Trener Robotics raised €26 mn Series A to scale AI skills platform for industrial automation

Trener Robotics, headquartered in Norway and the United States, has raised €26 mn in a Series A round to accelerate development of its AI-powered robot skills platform for manufacturing.

Trener Robotics, a private AI and robotics software company building a “physical AI” platform for industrial robots.

It focuses on turning existing factory robots into adaptable, self-learning teammates instead of rigidly programmed machines. The company operates at the intersection of industrial automation, robotics, and foundation-model-style AI.

The round was co-led by Engine Ventures and IAG Capital Partners, with participation from Cadence Design Systems and Geodesic Capital through Nikon’s NFocus Fund.

Additional investors include Shanda Ventures, Emergent Ventures, Fitz Gate Ventures, Techable VC, Radius Capital Ventures, and Raisewell Ventures. Total funding now exceeds €31 mn.

Chief executive and co-founder Asad Tirmizi said industrial robotics has long been constrained by rigid programming and single-purpose automation. The company’s objective is to replace procedural coding with a scalable control system built around reusable, production-ready robot skills.

For decades, industrial robotics has been limited by dynamic complexity, confining millions of robotic arms to repetitive, single-purpose tasks in highly controlled environments

Dr Asad Tirmizi, co-founder and CEO of Trener Robotics

“We’re fundamentally changing this – transforming robots into intelligent, adaptable teammates by replacing procedural programming with a control system that supports a growing library of production-ready skills,” Dr Asad Tirmizi said.

Founded in 2024 by Tirmizi and chief technology officer Lars Tingelstad, Trener Robotics develops Acteris, a robot-agnostic AI skills platform that enables conversational programming and adaptive automation across industrial settings.

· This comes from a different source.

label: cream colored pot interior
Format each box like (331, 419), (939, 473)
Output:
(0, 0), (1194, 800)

Tirmizi previously worked at Vicarious, later acquired by Google, and contributed to robotics initiatives at ByteDance. Tingelstad served as Associate Professor of Robotic Production at Norwegian University of Science and Technology.

Acteris allows operators to describe tasks in natural language, converting conversational input into executable automation workflows.

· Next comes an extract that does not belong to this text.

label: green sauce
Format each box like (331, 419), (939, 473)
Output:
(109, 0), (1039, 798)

The platform integrates visual, haptic, language, and action data to enable robots to adapt in real time to variable parts and unstructured environments.

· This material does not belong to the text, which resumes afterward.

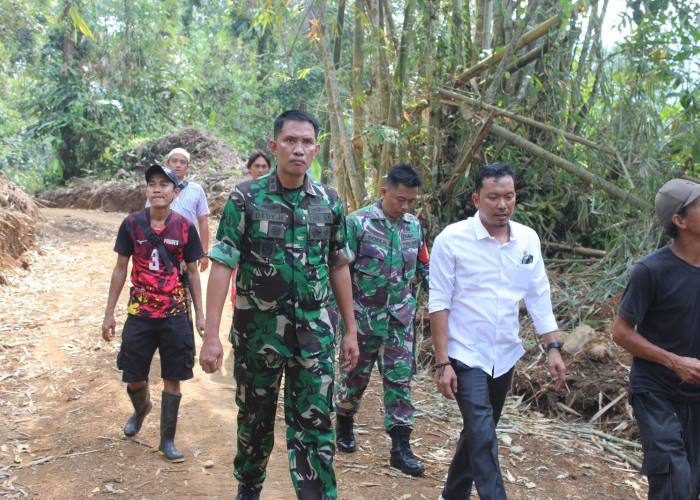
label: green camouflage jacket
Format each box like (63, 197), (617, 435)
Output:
(347, 199), (429, 335)
(209, 170), (348, 357)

The system integrates with major robotics brands including ABB, Universal Robots, and FANUC. In 2025, the company collaborated with more than 15 integration and solutions partners across Europe and the United States.

The flexible automation market is growing at 14.3% CAGR, driven by labour shortages, high-mix production requirements, and cost pressures pushing manufacturers toward adaptive systems with faster return profiles.

  • Last Fall, Trener Robotics won the prestigious Machine Tool Innovation Award at the world’s largest Machining Tradeshow (EMO Hannover) in recognition of its groundbreaking approach to robotics. This award highlights the industry’s shift away from complex, code-heavy programming toward an AI-driven model like Trener Robotics platform, where robots can learn, adapt, and perform complex tasks with human-like intuition.
  • In late 2024, Trener Robotics was selected as the winner in the ABB AI Startup Challenge, which accelerates the robotics and AI industries by seeking innovation across the three key areas of natural language programming, skill learning, and autonomous decision-making. 

Trener Robotics positions Acteris as an intelligence layer for industrial automation, enabling manufacturers and system integrators to deploy adaptable AI skills across diverse production environments.

Investors said the company’s rapid scaling since its seed round demonstrates traction in a segment increasingly focused on adaptive control systems rather than fixed-function robotics.